3D Printing Global Effects :
3D printing, whether at an industrial, local or personal level, brings a host of benefits that traditional methods of manufacture (or prototyping) simply cannot.

Customisation
3D printing processes allow for mass customisation — the ability to personalize products according to individual needs and requirements. Even within the same build chamber, the nature of 3D printing means that numerous products can be manufactured at the same time according to the end-users requirements at no additional process cost.

Complexity
The advent of 3D printing has seen a proliferation of products (designed in digital environments), which involve levels of complexity that simply could not be produced physically in any other way. While this advantage has been taken up by designers and artists to impressive visual effect, it has also made a significant impact on industrial applications, whereby applications are being developed to materialize complex components that are proving to be both lighter and stronger than their predecessors. Notable uses are emerging in the aerospace sector where these issues are of primary importance.

Tool-less
For industrial manufacturing, one of the most cost-, time- and labour-intensive stages of the product development process is the production of the tools. For low to medium volume applications, industrial 3D printing — or additive manufacturing — can eliminate the need for tool production and, therefore, the costs, lead times and labour associated with it. This is an extremely attractive proposition, that an increasing number or manufacturers are taking advantage of. Furthermore, because of the complexity advantages stated above, products and components can be designed specifically to avoid assembly requirements with intricate geometry and complex features further eliminating the labour and costs associated with assembly processes.
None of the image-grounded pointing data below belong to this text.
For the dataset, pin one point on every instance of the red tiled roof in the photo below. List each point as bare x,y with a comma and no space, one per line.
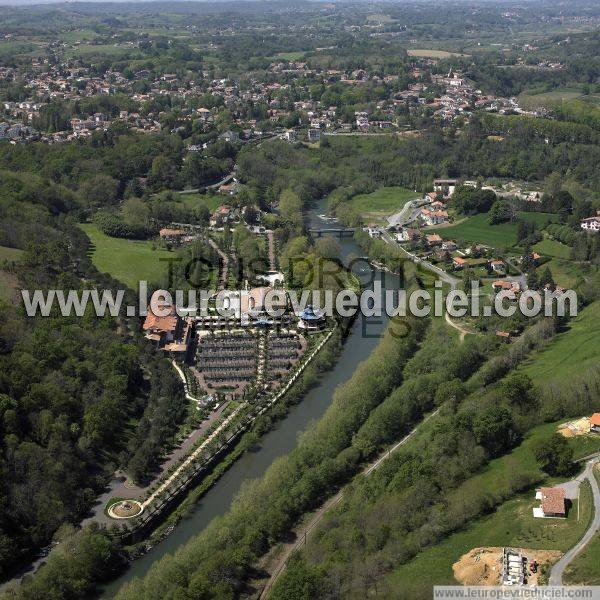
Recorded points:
553,501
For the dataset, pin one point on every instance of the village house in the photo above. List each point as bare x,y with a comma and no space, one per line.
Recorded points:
498,266
458,263
433,239
167,330
449,245
591,224
506,286
434,217
314,135
553,503
445,186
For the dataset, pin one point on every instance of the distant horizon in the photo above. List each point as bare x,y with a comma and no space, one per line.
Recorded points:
34,3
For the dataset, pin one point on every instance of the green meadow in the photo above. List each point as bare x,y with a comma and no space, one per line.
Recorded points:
9,254
584,569
477,229
129,261
512,524
570,351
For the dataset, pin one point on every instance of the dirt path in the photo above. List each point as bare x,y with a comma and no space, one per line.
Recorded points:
460,328
305,529
272,259
120,487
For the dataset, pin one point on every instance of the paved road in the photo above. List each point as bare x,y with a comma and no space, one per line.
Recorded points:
558,569
320,513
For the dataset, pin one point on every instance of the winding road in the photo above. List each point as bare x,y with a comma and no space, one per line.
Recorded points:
557,572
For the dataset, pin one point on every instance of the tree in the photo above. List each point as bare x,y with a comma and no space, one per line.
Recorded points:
554,455
546,279
290,207
493,429
501,212
99,191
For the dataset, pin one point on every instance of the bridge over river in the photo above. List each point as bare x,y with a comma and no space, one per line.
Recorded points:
339,231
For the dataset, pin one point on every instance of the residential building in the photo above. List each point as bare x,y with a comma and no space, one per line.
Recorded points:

Sustainable / Environmentally Friendly

3D printing is also emerging as an energy-efficient technology that can provide environmental efficiencies in terms of both the manufacturing process itself, utilising up to 90% of standard materials, and, therefore, creating less waste, but also throughout an additively manufactured product’s operating life, by way of lighter and stronger design that imposes a reduced carbon footprint compared with traditionally manufactured products.

Furthermore, 3D printing is showing great promise in terms of fulfilling a local manufacturing model, whereby products are produced on demand in the place where they are needed — eliminating huge inventories and unsustainable logistics for shipping high volumes of products around the world.